Higashi Chaya-gai (East Teahouse District)
Leading away from Kanazawa Station, I pedalled along the thoroughfare past Omicho Market, then down through the Edo period (1603-1868) merchant district of Owari-cho, and over Asano River, before arriving at the largest of Kanazawa's historic teahouse districts, Higashi Chaya-gai. The cobblestone streets and wooden latticed row houses of the preserved district, evoke the scenic charms of feudal Japan during its Edo period. After wandering the shops along the main street, I slipped into a narrow back alleyway to see what I might discover.
Early pit stop for soy sauce flavored soft serve ice cream. Yum!
Machi-nori bicycles come standard with three gears, so be forewarned as you approach one of Kanazawa's most popular sightseeing spots, Kenrokuen Garden. It’s at the top of a hill with souvenir shops lining the road leading up, which I made a good excuse of as I walked it while peeking into the storefronts. Development of Kenrokuen Garden was started during the early part of the Edo period, and today it’s counted as one of the Three Great Gardens of Japan.
Directly across from the Katsurazaka entrance of Kenrokuen Garden, stands Ishikawa-mon Gate through which visitors pass as they enter upon the interior of Kanazawa Castle and Kanazawa Castle Park. It was during the Edo period of Japan that the then ruling Maeda clan had started the development of the castle, as well as the adjacent Kenrokuen Garden, which at the time was enjoyed exclusively by the castle residents.
21st Century Museum of Contemporary Art, Kanazawa
Leaving the feudal castle high on the hill, I cycled down to the 21st Century Museum of Contemporary Art, Kanazawa. Established in 2004, it features a collection of contemporary works from around the world. If social media hashtags are any measure, it would seem that it’s best known for the work, The Swimming Pool. On a sunny day however, the museum is as equally enjoyed outdoors, as students on a class trip proved while delighting in the public artwork.
And, in case you didn't believe me about the pool!
As I was nearing the end of the day, I rolled through the hustle and bustle of the Korinbo and Katamachi shopping districts, before retreating into the quiet cobbled streets of the Naga-machi district.
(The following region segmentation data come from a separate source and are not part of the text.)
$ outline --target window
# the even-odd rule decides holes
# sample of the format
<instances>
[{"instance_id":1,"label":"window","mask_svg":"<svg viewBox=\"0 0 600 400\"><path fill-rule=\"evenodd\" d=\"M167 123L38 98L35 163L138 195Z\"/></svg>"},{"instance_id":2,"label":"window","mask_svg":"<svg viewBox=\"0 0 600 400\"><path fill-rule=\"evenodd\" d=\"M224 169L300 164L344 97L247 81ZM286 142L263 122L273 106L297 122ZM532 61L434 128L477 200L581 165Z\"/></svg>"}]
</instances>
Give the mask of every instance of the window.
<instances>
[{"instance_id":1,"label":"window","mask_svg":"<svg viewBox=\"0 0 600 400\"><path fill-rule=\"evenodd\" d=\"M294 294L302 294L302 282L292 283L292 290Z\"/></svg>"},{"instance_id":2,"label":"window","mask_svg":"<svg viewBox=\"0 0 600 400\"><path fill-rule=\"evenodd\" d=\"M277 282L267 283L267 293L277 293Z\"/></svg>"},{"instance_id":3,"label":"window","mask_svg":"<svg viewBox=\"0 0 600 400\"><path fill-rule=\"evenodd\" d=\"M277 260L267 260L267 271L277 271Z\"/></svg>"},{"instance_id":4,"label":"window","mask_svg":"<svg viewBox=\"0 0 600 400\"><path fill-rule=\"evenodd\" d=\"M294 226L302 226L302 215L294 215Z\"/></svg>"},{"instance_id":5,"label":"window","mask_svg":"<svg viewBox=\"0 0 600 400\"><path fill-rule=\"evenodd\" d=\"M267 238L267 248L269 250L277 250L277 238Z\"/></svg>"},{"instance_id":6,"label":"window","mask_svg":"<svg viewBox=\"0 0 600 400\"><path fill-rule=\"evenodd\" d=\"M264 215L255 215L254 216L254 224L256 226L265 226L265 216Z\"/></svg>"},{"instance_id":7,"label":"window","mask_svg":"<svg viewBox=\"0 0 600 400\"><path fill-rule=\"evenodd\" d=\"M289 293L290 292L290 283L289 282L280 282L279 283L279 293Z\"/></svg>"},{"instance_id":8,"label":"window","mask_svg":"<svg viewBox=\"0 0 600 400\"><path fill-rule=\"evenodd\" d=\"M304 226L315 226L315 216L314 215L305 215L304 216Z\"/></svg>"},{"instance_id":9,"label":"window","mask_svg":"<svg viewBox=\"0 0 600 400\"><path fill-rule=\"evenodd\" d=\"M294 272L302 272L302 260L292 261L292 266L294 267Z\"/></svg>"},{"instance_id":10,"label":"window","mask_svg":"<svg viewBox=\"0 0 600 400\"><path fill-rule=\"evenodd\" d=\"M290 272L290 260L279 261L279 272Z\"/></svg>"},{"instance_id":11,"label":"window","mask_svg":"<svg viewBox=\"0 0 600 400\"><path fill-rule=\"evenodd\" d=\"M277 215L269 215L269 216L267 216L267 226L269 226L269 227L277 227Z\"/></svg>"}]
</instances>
It was here during Japan’s feudal Edo period that the then military officer caste, Samurai, had resided. The earthen walls, wooden gates, alleyways and canals, all combine to evoke an atmosphere of the period.
As I rolled my way to a final CyclePort, I looked back on the day’s adventures. On my trusty Machi-nori bicycles I had crisscrossed the city, climbing hills, crossing bridges, and observing all traffic laws. I’d also taken a number of detours off the main roads, discovering new places for the very first time. It was a wonderful way of seeing Kanazawa, and a perfect balance in enjoying its main sights together with the crowds, and then also finding a quiet corner or two to call my own, if only for a little while.
An old book store in Kanazawa
When in Kanazawa, do try to explore the city using the Machi-nori bicycles. Enjoy your ride!